My first couple of stops were at pharmacies, and what I found out about how they deal with insurance was fascinating.  Like Medicaid and Medicare in the United States, Ghana's national health insurance plan does not reimburse service providers at the same rate as private insurance, or the rate that would be charged to those with no insurance.  The national health insurance may reimburse pharmacies at perhaps 75% of the market price for many drugs.  To make up for this, pharmacies require patients to "top-off"-- to pay the difference between the market price and the insurance price.

Although this difference may only be 25 cents or so, many people cannot afford it; those who are covered for free are usually so poor that they cannot buy food.
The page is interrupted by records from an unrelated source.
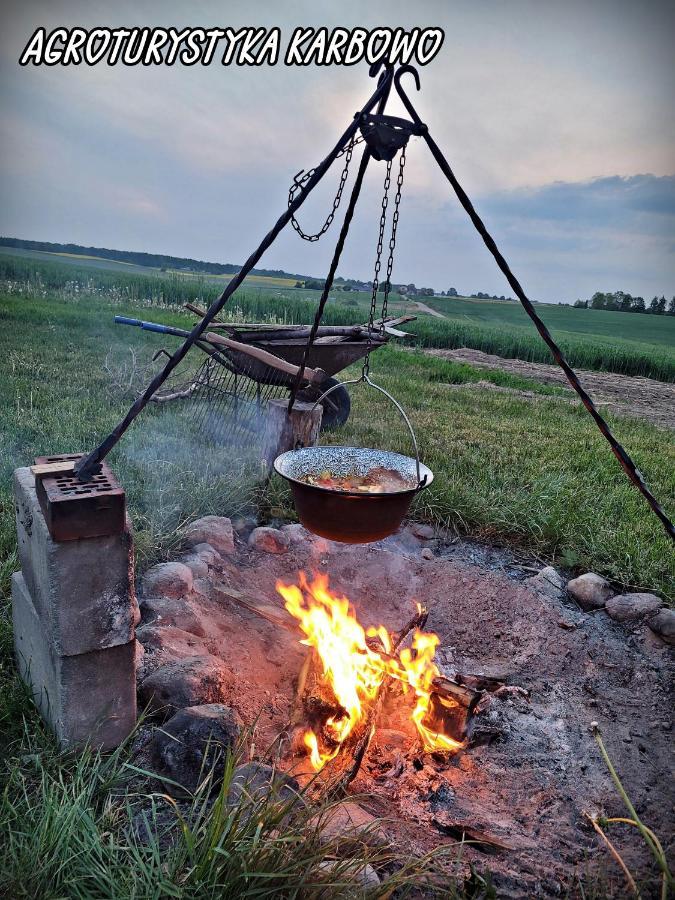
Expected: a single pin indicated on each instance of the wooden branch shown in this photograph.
(315, 376)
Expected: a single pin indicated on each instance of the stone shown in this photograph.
(296, 533)
(175, 611)
(362, 874)
(632, 607)
(214, 530)
(548, 582)
(206, 553)
(82, 591)
(192, 681)
(269, 540)
(193, 745)
(349, 823)
(256, 781)
(663, 624)
(87, 698)
(168, 580)
(422, 531)
(169, 643)
(590, 591)
(198, 566)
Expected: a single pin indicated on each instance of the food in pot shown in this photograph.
(379, 480)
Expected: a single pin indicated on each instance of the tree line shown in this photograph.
(619, 301)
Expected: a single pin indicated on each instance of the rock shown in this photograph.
(632, 607)
(175, 611)
(349, 823)
(206, 553)
(193, 744)
(591, 591)
(663, 624)
(172, 643)
(187, 682)
(548, 582)
(362, 874)
(198, 566)
(297, 533)
(269, 540)
(422, 531)
(255, 781)
(167, 580)
(214, 530)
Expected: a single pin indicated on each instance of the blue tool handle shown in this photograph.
(155, 326)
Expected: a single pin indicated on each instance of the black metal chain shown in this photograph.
(392, 239)
(378, 266)
(303, 177)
Another alternative is for the patient to accept a smaller quantity of the drug, while the original quantity is reported in the insurance claim. (I'm not an expert, but I'm pretty sure that would constitute Medicare fraud in the United States.) Finally, in some cases the pharmacist will give the patient the medicine without requiring the top-off, and the pharmacy will take a loss on that transaction.

The National Health Insurance Authority expects pharmacies to behave as health providers in the United States, and accept the prices they are given.  However, Ghanaian pharmacies are required to accept insurance, and for many, a large share of their patients use the national health insurance.  They could not survive on the prices set by the national insurance.

I have heard that the prices are too low because the price list is not updated frequently. I do not know if this is true. Raising the prices will certainly make the already-struggling insurance scheme more expensive.  It may be that a co-pay on drugs could even make sense.  However, it will not work for the poorest of the poor, and pharmacies should not be alone in bearing the cost of providing medicines to these people at below market rates.